周恩来とネルーの間で合意された5原則は、中国・インド両国だけではなく、冷戦下の世界に広く適用されるべき原則であるとされ、翌年のアジア諸国民会議で共同声明として発表されている。
70年後の2024年6月28日、北京市内の人民大会堂で平和共存五原則発表70周年記念大会が開かれた。
習近平主席は談話の中で「70年前、平和共存五原則が正式に発表された。国際関係史上の偉大な試みであり、画期的で重大な意義を持った。平和共存五原則はアジアで誕生し、世界に速やかに広がった」と述べた。
習主席はその上で「五原則の出発点は、強権政治の環境における弱小国の利益と訴求を守り、反帝国主義、反植民地主義、反覇権主義の旗を鮮明に掲げ、みだりに武力を行使することをやめ、強者が弱者をしいたげるジャングルの法則を捨てることであり、国際秩序をより公正で合理的な方向に発展させるための重要な思想の基盤を打ち立てた」と強調した。
習主席はさらに、「70年後の今日、中国はどのような世界を建設するのか。どのようにこの世界を建設するのかという重要な課題に向き合い、『人類運命共同体の構築』という解答を出した。中国の平和的発展の道を歩む決意は変わらず、中国の各国と友好協力を行っていく決意は変わらず、世界の共同発展を促進する決意は変わらない」と表明した。
戦争なしには一刻も生きていけない某没落覇権国家とは違い、中国は平和なしに経済発展はないという明確な意思を持っているようだ。他国の経済発展が自国の経済発展をも促すというウインウィンの関係の構築。10億以上の飢えた民の胃袋を満たし、分厚い中流階級を形成しようとしてきた自負と自信がそこには垣間見える。
しかし毎日毎日、メディアを通して私たちの頭を支配しているのは、憎悪と敵意に満ちた「中国」像。

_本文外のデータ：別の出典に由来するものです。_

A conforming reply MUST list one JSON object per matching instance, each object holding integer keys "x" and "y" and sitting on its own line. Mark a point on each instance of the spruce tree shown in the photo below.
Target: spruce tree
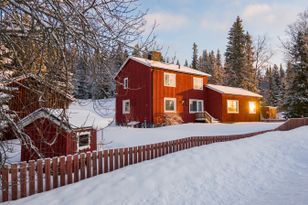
{"x": 235, "y": 54}
{"x": 296, "y": 102}
{"x": 218, "y": 71}
{"x": 248, "y": 75}
{"x": 194, "y": 63}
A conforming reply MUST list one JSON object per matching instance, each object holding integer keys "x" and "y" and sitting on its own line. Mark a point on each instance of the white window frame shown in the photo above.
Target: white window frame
{"x": 255, "y": 112}
{"x": 125, "y": 83}
{"x": 194, "y": 83}
{"x": 197, "y": 100}
{"x": 89, "y": 141}
{"x": 123, "y": 107}
{"x": 170, "y": 111}
{"x": 170, "y": 74}
{"x": 238, "y": 107}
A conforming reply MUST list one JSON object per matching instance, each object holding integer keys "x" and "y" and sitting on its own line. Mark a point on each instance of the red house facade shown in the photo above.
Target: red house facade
{"x": 151, "y": 92}
{"x": 53, "y": 137}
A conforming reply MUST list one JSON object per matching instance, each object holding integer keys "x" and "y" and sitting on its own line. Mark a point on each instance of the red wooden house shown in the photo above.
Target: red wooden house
{"x": 52, "y": 136}
{"x": 149, "y": 92}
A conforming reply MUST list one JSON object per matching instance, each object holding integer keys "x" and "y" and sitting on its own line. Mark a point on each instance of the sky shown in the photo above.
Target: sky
{"x": 207, "y": 22}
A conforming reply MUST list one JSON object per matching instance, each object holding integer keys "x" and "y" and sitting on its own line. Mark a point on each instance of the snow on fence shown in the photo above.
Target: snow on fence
{"x": 28, "y": 178}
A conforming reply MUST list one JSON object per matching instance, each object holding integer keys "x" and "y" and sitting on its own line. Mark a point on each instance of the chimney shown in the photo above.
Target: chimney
{"x": 154, "y": 55}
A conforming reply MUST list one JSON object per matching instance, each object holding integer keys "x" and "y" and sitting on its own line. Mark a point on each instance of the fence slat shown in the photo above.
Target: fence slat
{"x": 69, "y": 169}
{"x": 94, "y": 162}
{"x": 5, "y": 183}
{"x": 62, "y": 171}
{"x": 55, "y": 172}
{"x": 39, "y": 176}
{"x": 47, "y": 174}
{"x": 76, "y": 168}
{"x": 100, "y": 162}
{"x": 111, "y": 160}
{"x": 116, "y": 159}
{"x": 89, "y": 164}
{"x": 121, "y": 157}
{"x": 106, "y": 161}
{"x": 23, "y": 179}
{"x": 126, "y": 157}
{"x": 31, "y": 177}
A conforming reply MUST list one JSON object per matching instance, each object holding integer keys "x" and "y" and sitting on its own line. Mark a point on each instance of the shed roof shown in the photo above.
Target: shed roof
{"x": 165, "y": 66}
{"x": 232, "y": 90}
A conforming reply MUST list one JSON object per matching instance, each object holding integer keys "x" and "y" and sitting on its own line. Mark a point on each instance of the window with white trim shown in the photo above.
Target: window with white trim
{"x": 126, "y": 106}
{"x": 232, "y": 106}
{"x": 195, "y": 105}
{"x": 125, "y": 83}
{"x": 83, "y": 140}
{"x": 169, "y": 104}
{"x": 170, "y": 79}
{"x": 198, "y": 83}
{"x": 252, "y": 107}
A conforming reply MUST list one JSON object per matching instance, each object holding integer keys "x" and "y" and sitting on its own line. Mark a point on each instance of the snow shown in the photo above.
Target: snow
{"x": 271, "y": 168}
{"x": 232, "y": 90}
{"x": 166, "y": 66}
{"x": 116, "y": 137}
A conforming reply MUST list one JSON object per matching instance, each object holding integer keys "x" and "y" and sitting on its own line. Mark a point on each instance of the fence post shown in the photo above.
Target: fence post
{"x": 23, "y": 179}
{"x": 121, "y": 157}
{"x": 47, "y": 174}
{"x": 106, "y": 161}
{"x": 100, "y": 162}
{"x": 31, "y": 177}
{"x": 89, "y": 164}
{"x": 69, "y": 169}
{"x": 76, "y": 167}
{"x": 94, "y": 163}
{"x": 116, "y": 159}
{"x": 55, "y": 172}
{"x": 39, "y": 176}
{"x": 5, "y": 183}
{"x": 62, "y": 170}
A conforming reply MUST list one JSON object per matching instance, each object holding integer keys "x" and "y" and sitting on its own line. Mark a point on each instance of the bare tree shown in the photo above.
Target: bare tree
{"x": 47, "y": 37}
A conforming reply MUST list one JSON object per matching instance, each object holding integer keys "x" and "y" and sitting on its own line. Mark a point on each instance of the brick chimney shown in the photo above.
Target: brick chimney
{"x": 154, "y": 55}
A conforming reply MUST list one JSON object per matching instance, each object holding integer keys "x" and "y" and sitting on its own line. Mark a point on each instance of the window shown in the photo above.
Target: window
{"x": 170, "y": 104}
{"x": 195, "y": 106}
{"x": 169, "y": 79}
{"x": 126, "y": 106}
{"x": 198, "y": 83}
{"x": 125, "y": 83}
{"x": 252, "y": 107}
{"x": 83, "y": 140}
{"x": 232, "y": 106}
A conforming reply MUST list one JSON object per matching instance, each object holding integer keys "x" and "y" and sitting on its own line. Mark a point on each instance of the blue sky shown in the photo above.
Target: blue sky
{"x": 182, "y": 22}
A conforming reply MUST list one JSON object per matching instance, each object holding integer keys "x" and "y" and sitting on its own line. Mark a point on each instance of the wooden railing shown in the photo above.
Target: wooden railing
{"x": 204, "y": 116}
{"x": 28, "y": 178}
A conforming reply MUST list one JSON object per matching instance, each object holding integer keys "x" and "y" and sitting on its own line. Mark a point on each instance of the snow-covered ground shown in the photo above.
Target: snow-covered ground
{"x": 116, "y": 137}
{"x": 271, "y": 168}
{"x": 100, "y": 114}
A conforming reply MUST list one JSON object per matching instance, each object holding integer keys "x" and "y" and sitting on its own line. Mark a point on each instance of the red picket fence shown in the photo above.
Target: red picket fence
{"x": 28, "y": 178}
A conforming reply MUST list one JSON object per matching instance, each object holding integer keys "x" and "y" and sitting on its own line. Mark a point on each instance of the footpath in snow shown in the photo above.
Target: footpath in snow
{"x": 271, "y": 168}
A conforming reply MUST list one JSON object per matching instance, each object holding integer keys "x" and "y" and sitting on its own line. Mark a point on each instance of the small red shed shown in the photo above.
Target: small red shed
{"x": 230, "y": 104}
{"x": 53, "y": 137}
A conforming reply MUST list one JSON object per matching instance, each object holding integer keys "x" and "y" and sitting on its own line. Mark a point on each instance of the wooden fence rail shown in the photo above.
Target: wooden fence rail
{"x": 28, "y": 178}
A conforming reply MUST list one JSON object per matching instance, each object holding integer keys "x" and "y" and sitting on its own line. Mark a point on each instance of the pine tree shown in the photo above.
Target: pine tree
{"x": 218, "y": 71}
{"x": 248, "y": 75}
{"x": 194, "y": 63}
{"x": 296, "y": 102}
{"x": 136, "y": 51}
{"x": 235, "y": 54}
{"x": 186, "y": 63}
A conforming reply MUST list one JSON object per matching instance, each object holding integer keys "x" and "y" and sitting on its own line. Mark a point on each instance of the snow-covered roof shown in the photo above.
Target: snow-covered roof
{"x": 6, "y": 82}
{"x": 232, "y": 90}
{"x": 166, "y": 66}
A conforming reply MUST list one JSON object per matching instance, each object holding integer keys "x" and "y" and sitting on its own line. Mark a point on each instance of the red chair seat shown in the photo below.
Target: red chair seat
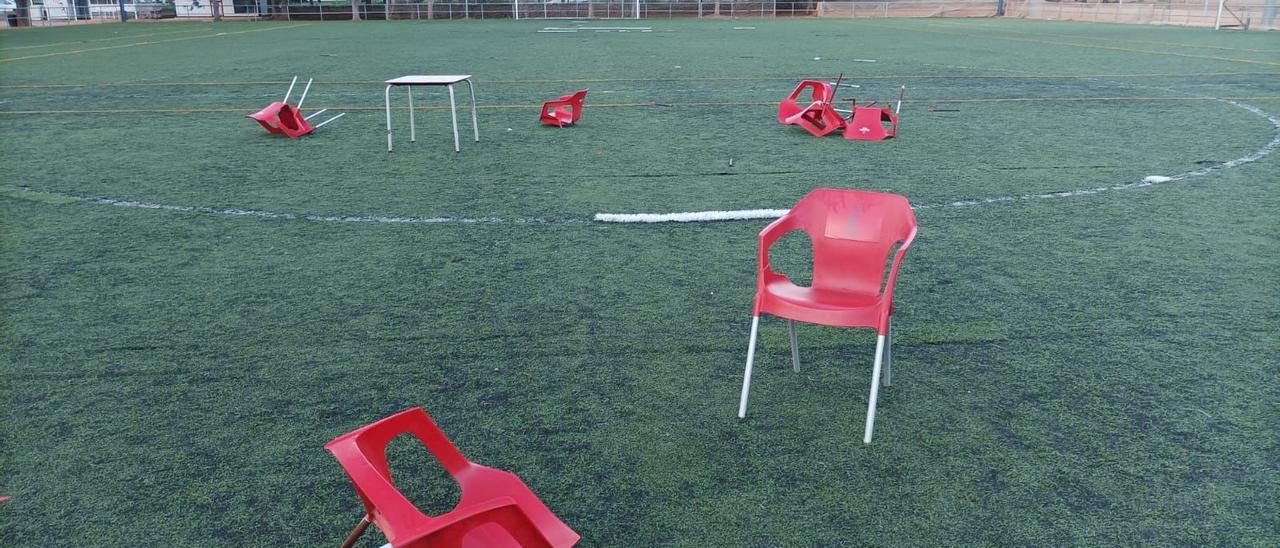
{"x": 853, "y": 234}
{"x": 821, "y": 306}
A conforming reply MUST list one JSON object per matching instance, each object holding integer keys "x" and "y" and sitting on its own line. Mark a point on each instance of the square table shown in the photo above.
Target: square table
{"x": 433, "y": 80}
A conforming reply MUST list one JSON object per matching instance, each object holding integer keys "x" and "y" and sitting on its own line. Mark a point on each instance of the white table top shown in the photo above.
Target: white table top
{"x": 428, "y": 80}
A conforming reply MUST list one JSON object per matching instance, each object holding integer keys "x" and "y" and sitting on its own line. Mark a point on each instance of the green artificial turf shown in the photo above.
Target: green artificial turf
{"x": 1083, "y": 370}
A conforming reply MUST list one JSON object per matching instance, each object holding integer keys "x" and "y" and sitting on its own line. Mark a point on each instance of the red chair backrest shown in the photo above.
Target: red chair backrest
{"x": 283, "y": 118}
{"x": 867, "y": 123}
{"x": 497, "y": 508}
{"x": 818, "y": 91}
{"x": 851, "y": 234}
{"x": 269, "y": 118}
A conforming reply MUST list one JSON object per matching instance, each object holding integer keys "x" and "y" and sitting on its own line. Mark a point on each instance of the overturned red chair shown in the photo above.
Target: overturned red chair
{"x": 496, "y": 510}
{"x": 853, "y": 233}
{"x": 868, "y": 123}
{"x": 819, "y": 119}
{"x": 282, "y": 118}
{"x": 565, "y": 110}
{"x": 818, "y": 91}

例えば今週前半のこんな歴史的ニュースに関心を持っている人はどれだけいるのだろう。
パレスチナ自治政府の主流派ファタハと厳しく対立していたイスラム組織ハマスの代表団、さらに12のパレスチナのグループが、21日から23日にかけて北京で和解に向けた協議を行い、「北京宣言」に署名した。宣言は「分裂を終わらせ、パレスチナの団結を強化する」もので、「暫定的な民族和解政府」をつくるとともにパレスチナ国家の樹立を求めるという。
最近の中国の外交交渉力には目を見張るものがある。いや、この10年20年の中国社会の変化をどこまで正しく読み取れているのだろうか。思考停止の部活脳社会に骨の髄まで浸りきることなく、知性の扉を開け放とう。